Calabria et al. also ran correlation analyses on the \(\mu\) and \(\tau\) parameters of their groups. I’m not completely sure if this is truly interesting or relevant, but doing so yields a small, but significant negative correlation of \(\mu\) and \(\tau\) for Afrikaans speakers and no correlation for Xhosa speakers.

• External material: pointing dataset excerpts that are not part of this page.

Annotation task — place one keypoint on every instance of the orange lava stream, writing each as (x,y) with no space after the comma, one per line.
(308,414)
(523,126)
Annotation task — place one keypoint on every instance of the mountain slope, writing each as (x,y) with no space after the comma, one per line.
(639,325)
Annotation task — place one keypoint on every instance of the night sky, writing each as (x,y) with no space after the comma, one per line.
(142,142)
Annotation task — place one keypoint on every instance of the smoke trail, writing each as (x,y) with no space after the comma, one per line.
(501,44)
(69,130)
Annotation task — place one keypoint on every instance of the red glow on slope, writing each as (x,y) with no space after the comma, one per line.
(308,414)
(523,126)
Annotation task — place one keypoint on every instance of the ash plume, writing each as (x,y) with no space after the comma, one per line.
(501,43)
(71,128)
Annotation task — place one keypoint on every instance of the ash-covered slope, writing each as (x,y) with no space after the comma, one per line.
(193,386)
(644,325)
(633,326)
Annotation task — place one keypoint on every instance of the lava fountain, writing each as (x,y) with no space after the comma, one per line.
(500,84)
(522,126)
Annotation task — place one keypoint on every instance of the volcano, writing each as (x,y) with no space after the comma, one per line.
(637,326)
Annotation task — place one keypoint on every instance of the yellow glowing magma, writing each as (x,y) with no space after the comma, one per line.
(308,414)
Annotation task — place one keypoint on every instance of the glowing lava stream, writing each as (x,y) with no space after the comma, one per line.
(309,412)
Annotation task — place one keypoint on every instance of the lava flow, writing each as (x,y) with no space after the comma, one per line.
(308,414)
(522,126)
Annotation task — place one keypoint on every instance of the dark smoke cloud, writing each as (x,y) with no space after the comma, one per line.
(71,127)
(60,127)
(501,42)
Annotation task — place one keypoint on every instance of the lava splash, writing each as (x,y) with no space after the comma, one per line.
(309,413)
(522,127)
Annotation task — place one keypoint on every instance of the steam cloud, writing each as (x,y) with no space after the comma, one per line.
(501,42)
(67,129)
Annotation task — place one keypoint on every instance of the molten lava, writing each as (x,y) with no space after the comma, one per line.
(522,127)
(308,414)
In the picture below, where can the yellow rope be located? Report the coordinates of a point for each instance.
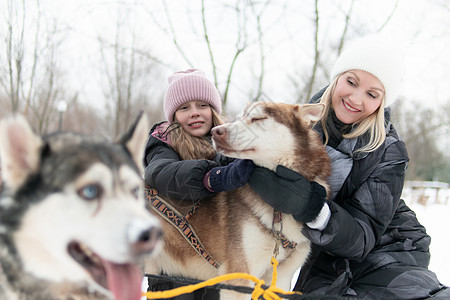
(268, 294)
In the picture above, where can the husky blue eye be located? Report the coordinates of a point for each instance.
(90, 192)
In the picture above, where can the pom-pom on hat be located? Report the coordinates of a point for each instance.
(378, 56)
(185, 86)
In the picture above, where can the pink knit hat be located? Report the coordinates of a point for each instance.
(185, 86)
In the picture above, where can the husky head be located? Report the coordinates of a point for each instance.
(73, 209)
(274, 134)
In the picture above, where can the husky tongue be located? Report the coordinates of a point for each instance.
(124, 280)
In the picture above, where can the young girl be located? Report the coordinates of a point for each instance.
(180, 160)
(367, 242)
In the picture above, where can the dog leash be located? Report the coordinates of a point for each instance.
(180, 222)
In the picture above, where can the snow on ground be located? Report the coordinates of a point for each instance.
(433, 212)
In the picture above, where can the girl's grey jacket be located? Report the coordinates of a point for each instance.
(373, 246)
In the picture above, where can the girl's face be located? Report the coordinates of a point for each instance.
(195, 117)
(357, 95)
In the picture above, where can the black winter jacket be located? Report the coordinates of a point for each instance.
(173, 177)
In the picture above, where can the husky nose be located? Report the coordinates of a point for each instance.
(144, 237)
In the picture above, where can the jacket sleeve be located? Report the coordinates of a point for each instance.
(357, 223)
(172, 177)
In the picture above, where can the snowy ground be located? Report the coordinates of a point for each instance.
(435, 216)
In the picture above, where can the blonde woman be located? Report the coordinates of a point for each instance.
(367, 243)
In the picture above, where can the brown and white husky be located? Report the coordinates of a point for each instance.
(236, 227)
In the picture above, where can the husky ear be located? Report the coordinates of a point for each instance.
(311, 113)
(136, 139)
(19, 150)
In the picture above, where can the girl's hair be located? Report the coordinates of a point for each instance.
(193, 147)
(374, 124)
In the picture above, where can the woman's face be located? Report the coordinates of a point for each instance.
(357, 95)
(195, 117)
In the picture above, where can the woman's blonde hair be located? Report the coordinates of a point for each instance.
(193, 147)
(374, 124)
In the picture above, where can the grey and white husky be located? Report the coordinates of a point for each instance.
(73, 220)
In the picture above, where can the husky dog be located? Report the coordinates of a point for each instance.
(237, 227)
(73, 219)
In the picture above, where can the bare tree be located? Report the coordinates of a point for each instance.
(127, 71)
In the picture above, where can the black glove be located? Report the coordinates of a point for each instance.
(289, 192)
(229, 177)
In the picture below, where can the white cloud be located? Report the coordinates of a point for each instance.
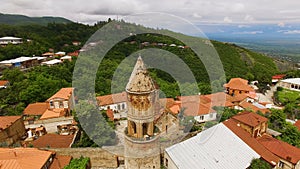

We can also think of the dependent variable as the mean difference in RTs in response to congruent and incongruent trials, what Calabria et al. call the conflict effect
Below we’ll plot the conflict effect and run the analysis. Note that the congruence variable is contained in the dependent variable, so we fit a model with language and condition as the only factors.
##
## Call:
## lm(formula = conflict ~ language * condition, data = conflict_df)
##
## Residuals:
## Min 1Q Median 3Q Max
## -108.086 -22.213 1.279 16.963 144.360
##
## Coefficients:
## Estimate Std. Error t value Pr(>|t|)
## (Intercept) 13.913 7.616 1.827 0.0706 .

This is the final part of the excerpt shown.